The three condensing boilers, the condensing pumps, the chiller, the chilled water pumps, the heating water pumps, and the humidification system were all installed in a common mechanical room on the fourth floor. To prevent noise transfer, the mechanical room is on a floating slab.

There are six air handling units throughout the building, using chilled water from the single chiller; and there is full airside economizing in case the chiller goes down. There are 168 VAV boxes with about 1,500 grills, registers, and diffusers. Dual fans are used in the air handling units to reduce noise, and there are sound attenuators in the ductwork to keep air noise to a minimum. “An acoustic engineer is employed quite early on our projects,” says Moyer. “We attack the sound issue right up front as opposed to after we move in.”

Controlling Humidity

Boerman initially looked at installing a steam humidification system, but couldn’t make it work with the building design. After talking with McWatters, the decision was made to install a fog system. “I had never done a central humidification system like this,” says Boerman. “We skid mounted the humidification system and distributed piping to all the air handlers in the building.”

Although this arrangement was new to Boerman it wasn’t new to GVSU, which uses fogging humidification in five of its buildings. “[It] is a wonderful system,” says Moyer. “The first time we used it was in 2002 for a laboratory, and with the purified water you don’t get the buildup of crystals and other things that can come from steam.”

The fog system uses high-pressure pumps to pressurize water and send it to an array of impaction pin nozzles located in the air handler. There, the nozzles atomize the water into minute droplets in the 10 micron range, which immediately evaporate. The system uses a fraction of the energy required to generate steam and cuts maintenance costs.

“A fog system requires a lot less maintenance than a steam based system,” says Moyer, “and it can respond quickly to the requirements of the building.”

At GVSU, it is primarily used during the winter, when the relative humidity can drop to 10%, but can also be used to maintain tight humidity control year round in laboratories as well in galleries and theaters where dry air can cause artwork or musical instruments to dry out and crack.

In the Seidman Center, it was first put to use during construction. The walls are lined with maple laminates that could be damaged by low humidity.

Robb
Robb is a freelance writer based in Clearwater, FL who specializes in engineering and computing. He is the author of Disk Management of Windows-Based Systems as well as numerous articles on industrial and facilities engineering.

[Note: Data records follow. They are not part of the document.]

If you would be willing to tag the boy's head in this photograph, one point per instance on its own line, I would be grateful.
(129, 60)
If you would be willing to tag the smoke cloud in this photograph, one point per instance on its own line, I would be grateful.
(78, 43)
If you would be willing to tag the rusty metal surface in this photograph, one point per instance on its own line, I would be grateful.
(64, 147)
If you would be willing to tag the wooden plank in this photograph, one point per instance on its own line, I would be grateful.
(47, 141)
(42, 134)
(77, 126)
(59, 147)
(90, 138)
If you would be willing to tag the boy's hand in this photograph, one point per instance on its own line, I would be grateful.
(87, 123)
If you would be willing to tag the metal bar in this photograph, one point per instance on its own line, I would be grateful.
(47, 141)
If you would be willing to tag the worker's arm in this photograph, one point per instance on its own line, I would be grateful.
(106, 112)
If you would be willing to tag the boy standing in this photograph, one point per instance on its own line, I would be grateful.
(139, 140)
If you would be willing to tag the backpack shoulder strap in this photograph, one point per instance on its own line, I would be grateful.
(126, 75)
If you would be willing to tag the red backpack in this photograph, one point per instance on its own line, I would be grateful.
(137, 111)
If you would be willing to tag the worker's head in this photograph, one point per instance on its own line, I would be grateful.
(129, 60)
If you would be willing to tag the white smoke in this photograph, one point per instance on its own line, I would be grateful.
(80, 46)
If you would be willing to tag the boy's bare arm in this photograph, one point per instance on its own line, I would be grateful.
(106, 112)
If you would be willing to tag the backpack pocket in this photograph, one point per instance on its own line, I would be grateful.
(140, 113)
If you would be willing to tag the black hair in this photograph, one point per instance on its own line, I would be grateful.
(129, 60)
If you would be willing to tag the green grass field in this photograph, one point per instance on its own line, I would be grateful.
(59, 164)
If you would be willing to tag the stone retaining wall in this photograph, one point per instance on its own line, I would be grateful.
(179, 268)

According to Ken Myers of Quality Air, to maintain indoor air quality during the extensive millwork phase, the air handlers were run using 100% outside air and MERV13 filtration to keep particles from building up in the ducts, or on the walls and ceilings. Humidity was needed both for occupant health and to preserve the construction materials.

“They are able to maintain tight control over the humidity,” says McWatters, “and with the purified water going to the nozzles it keeps the wood dust free.”

The Seidman Center was just one project that Moyer had on his plate for 2013. In June of that year the $65 million Mary Idema Pew Library opened on the Allendale campus, and this time the building was designed to be GVSU’s first LEED Platinum facility. Four other projects underway at Allendale are scheduled for completion during 2014, and these also have LEED requirements.

“We have programs that have grown, we are constricted on space, and we’ll look for opportunities to expand and meet the college’s space needs,” says Moyer. “But in meeting the space needs, we always ask ourselves, can we also improve the university?”